Elektabilitas dan koalisi partai itu hanya kepentingan jangka pendek. Kalau terjebak kepentingan jangka pendek, bangsa kita tidak dapat apa pun dari kontestasi presiden mendatang.
Donal Fariz, Koordinator Divisi Korupsi Politik ICW, mengatakan, kelemahan dari sektor penegakan hukum itu dapat dilihat dari stagnasi dalam indeks persepsi korupsi. Pada Kompas (4/3), diberitakan, Indeks Korupsi Indonesia tidak berubah dari tahun 2016 dan 2017. Indonesia masih bertahan di peringkat ke-37. Semakin mendekati angka 0 menunjukkan tingkat korupsi semakin tinggi. Melihat tidak adanya perubahan itu dapat diartikan penindakan terhadap kasus korupsi masih lemah.

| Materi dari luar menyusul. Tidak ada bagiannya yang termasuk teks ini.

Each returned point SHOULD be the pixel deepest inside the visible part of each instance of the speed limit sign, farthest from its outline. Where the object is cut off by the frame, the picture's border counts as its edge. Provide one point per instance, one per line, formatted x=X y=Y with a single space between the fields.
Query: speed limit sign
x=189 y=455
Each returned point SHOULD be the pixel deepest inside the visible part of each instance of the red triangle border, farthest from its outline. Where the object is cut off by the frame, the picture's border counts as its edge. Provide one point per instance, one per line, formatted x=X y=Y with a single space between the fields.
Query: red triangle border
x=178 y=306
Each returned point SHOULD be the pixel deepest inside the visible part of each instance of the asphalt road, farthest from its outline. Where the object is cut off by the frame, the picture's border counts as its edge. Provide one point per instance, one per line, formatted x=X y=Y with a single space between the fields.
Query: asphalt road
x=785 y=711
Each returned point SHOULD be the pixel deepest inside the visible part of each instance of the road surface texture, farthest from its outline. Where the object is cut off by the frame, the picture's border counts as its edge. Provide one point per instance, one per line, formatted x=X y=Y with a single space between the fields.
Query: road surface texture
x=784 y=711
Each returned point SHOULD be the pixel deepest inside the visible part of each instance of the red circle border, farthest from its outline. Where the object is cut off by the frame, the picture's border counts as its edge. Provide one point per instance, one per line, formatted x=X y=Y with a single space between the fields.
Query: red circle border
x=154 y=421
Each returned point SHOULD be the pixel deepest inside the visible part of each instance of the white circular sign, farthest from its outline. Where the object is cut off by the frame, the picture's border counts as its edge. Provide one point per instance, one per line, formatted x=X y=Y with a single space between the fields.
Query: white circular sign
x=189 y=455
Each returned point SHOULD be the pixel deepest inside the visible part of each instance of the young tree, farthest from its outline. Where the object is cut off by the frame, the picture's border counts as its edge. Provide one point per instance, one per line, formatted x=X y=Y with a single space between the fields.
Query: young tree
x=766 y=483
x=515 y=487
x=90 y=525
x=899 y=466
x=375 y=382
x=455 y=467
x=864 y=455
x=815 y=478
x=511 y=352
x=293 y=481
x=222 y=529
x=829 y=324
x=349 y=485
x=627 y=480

Selain itu, Donal mengatakan, belum terungkapnya kasus penyiraman air keras kepada Novel Baswedan juga menjadi catatan bagi pemerintah bahwa penegakan hukum belum maksimal. ”Beliau pasti diserang dengan isu tidak tuntasnya penegakan hukum. Kasus Novel (Baswedan) belum selesai, aktivis antikorupsi akan melihat itu. Ada juga pelemahan KPK yang terjadi terus- menerus,” kata Donal.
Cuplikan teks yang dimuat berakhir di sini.